Raúl asiste a Domus de lunes a viernes de las 9 a las 17 hrs, en donde tiene el desarrollo necesario en el ámbito académico y laboral, siendo uno de los colaboradores más efectivos en la fábrica de chocolate que opera la asociación; mientras que en Fundación Inclúyeme es parte del Programa de Vida Independiente, habitando de lunes a sábado uno de los departamentos junto con otros chicos, quienes apoyados por un facilitador tienen la posibilidad de impulsar su autodeterminación y la toma de decisiones.

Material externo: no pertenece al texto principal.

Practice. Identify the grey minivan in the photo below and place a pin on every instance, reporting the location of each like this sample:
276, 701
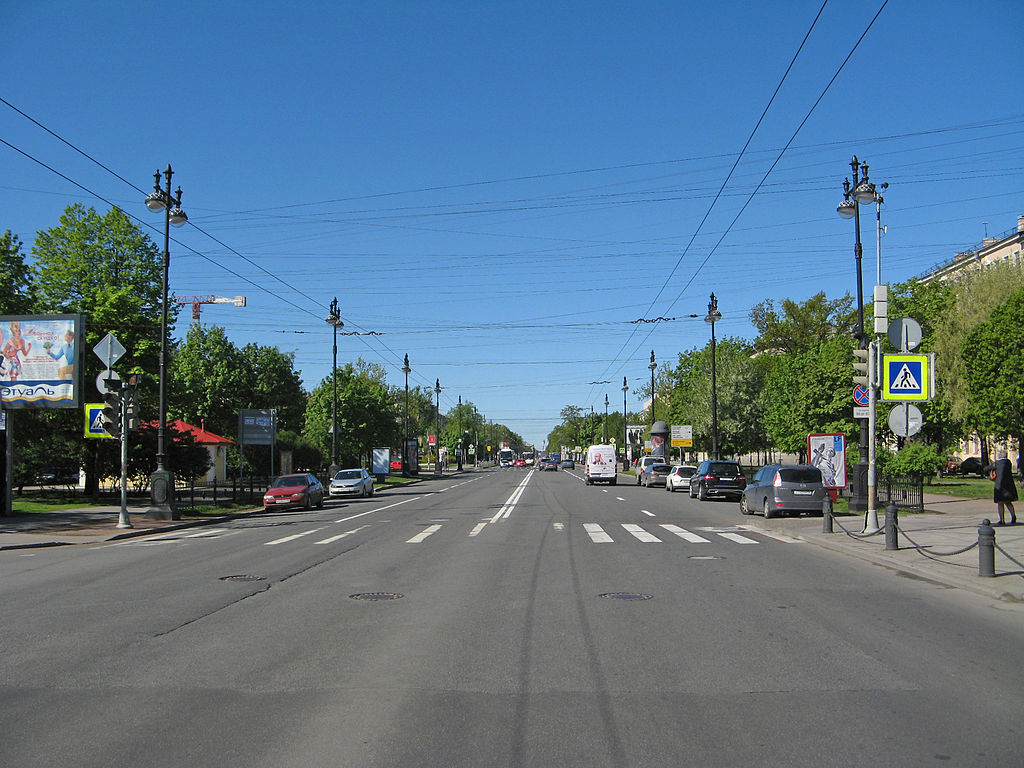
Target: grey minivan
779, 487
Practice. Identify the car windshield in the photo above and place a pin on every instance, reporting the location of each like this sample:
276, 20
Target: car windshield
289, 481
723, 468
800, 474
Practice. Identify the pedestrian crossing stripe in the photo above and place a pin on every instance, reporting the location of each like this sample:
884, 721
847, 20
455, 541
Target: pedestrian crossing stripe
907, 377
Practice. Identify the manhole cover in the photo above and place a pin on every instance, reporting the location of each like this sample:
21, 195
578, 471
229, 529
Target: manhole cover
626, 596
377, 596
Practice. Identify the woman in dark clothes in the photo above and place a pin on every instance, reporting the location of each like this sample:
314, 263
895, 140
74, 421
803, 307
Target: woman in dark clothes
1005, 493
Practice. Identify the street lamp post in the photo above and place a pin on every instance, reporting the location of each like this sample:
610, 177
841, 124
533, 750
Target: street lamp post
626, 461
861, 190
459, 448
162, 502
437, 428
652, 367
334, 320
714, 316
404, 445
604, 430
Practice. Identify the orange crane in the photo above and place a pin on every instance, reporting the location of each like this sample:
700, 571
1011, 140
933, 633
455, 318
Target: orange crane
198, 301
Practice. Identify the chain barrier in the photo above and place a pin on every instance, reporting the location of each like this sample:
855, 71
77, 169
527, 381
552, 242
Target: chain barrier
938, 555
1012, 559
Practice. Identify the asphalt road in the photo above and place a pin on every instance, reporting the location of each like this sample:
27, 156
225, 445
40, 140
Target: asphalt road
531, 621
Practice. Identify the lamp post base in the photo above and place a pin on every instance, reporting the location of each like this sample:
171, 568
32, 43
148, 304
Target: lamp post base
162, 503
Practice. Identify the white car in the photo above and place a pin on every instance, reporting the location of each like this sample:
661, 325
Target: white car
679, 478
351, 482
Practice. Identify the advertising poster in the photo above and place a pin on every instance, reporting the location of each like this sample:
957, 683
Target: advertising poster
827, 453
40, 359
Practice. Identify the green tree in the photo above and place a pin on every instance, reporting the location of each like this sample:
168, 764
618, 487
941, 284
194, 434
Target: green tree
16, 285
993, 356
104, 267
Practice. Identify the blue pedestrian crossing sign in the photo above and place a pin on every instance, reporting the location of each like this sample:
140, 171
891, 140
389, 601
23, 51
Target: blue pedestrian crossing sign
94, 421
907, 377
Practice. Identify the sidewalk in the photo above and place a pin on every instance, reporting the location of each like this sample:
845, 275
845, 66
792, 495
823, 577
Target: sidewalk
930, 544
926, 541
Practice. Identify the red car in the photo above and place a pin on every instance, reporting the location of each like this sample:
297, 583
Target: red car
294, 491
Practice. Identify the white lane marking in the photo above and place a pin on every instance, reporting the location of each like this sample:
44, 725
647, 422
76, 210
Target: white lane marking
738, 539
292, 538
684, 534
424, 534
640, 534
597, 535
341, 536
771, 535
379, 509
509, 505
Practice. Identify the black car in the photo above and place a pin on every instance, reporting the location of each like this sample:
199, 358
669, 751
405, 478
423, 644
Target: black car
972, 466
717, 479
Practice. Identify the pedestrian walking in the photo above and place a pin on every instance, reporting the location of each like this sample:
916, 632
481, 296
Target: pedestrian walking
1004, 492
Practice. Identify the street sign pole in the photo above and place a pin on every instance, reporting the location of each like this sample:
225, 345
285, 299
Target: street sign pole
871, 516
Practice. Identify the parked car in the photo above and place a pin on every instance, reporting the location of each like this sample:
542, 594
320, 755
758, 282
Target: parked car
294, 491
972, 466
778, 487
654, 474
679, 478
643, 462
351, 482
717, 479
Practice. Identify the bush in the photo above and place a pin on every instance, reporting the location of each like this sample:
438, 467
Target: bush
913, 459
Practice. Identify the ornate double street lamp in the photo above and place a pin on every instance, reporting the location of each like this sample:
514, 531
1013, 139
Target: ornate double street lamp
714, 316
404, 445
860, 192
604, 430
162, 504
626, 436
437, 428
653, 368
334, 320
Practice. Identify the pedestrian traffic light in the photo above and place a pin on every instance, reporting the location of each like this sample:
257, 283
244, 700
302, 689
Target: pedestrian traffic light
860, 367
112, 414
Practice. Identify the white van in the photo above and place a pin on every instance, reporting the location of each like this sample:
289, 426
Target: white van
601, 465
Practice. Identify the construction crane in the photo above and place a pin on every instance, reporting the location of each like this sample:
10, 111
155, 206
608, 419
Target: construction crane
198, 301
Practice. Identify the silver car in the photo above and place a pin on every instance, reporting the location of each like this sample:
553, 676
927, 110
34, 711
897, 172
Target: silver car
679, 478
351, 482
779, 487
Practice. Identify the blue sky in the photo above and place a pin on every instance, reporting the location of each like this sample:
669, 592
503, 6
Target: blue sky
499, 189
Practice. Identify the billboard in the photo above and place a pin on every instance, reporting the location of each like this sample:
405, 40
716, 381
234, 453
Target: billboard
41, 360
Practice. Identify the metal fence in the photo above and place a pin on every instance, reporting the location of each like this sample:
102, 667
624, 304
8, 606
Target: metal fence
905, 493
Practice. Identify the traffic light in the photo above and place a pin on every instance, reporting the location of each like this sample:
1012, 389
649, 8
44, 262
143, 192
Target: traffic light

Reconozco que cuando conocí el proyecto de departamentos de Fundación Inclúyeme, me invadió la incertidumbre. Por un lado, sabía teníamos frente a nosotros una inmejorable oportunidad de independencia para mi hermano, pero por otro no quería que pensara que lo estaba abandonando, por estar a la espera de mi hijo Santiago; afortunadamente no sucedió así y de manera paulatina se incorporó al proyecto hasta quedarse la semana completa en su propio espacio.

Hoy, a pesar de las limitaciones económicas que persisten, gracias a mi esfuerzo e insistencia cuento con gestiones que me permiten resolver lo principal para mí, que es la calidad de mi hermano y de mi hijo. Mediante el respaldo de instituciones profesionales me siento tranquila, con fuerza y con dirección. Si uno busca encuentra y logra, nada se pierde con intentar y a veces arriesgar. Si antes trabajaba para llenarme los bolsillos, actualmente lo hago para llenarme el corazón.

Los fines de semana disfruto mucho de estar con “Santi” y “Rulas”, me enfoco en gozar a mi familiar. Cada día me convenzo que lo más importante es el hoy y la forma en que lo enfrentamos, he aprendido que nadie es eterno. Tratamos de hacer de todo, desde quedarnos en casa a cocinar y comer juntos, hasta salir de paseo, visitar un museo, o ir al cine.

Ante todas las dificultades no dejo de repetirme que, para amar a mi hermano, debo estar con él, escucharlo, verlo, entenderlo, valorarlo por lo que es como persona, de los avances que ha tenido a lo largo de su vida a través del espectro autista, que su avances es motivo de esperanza para muchas personas y familias, porque NADIE AMA, LO QUE NO CONOCE.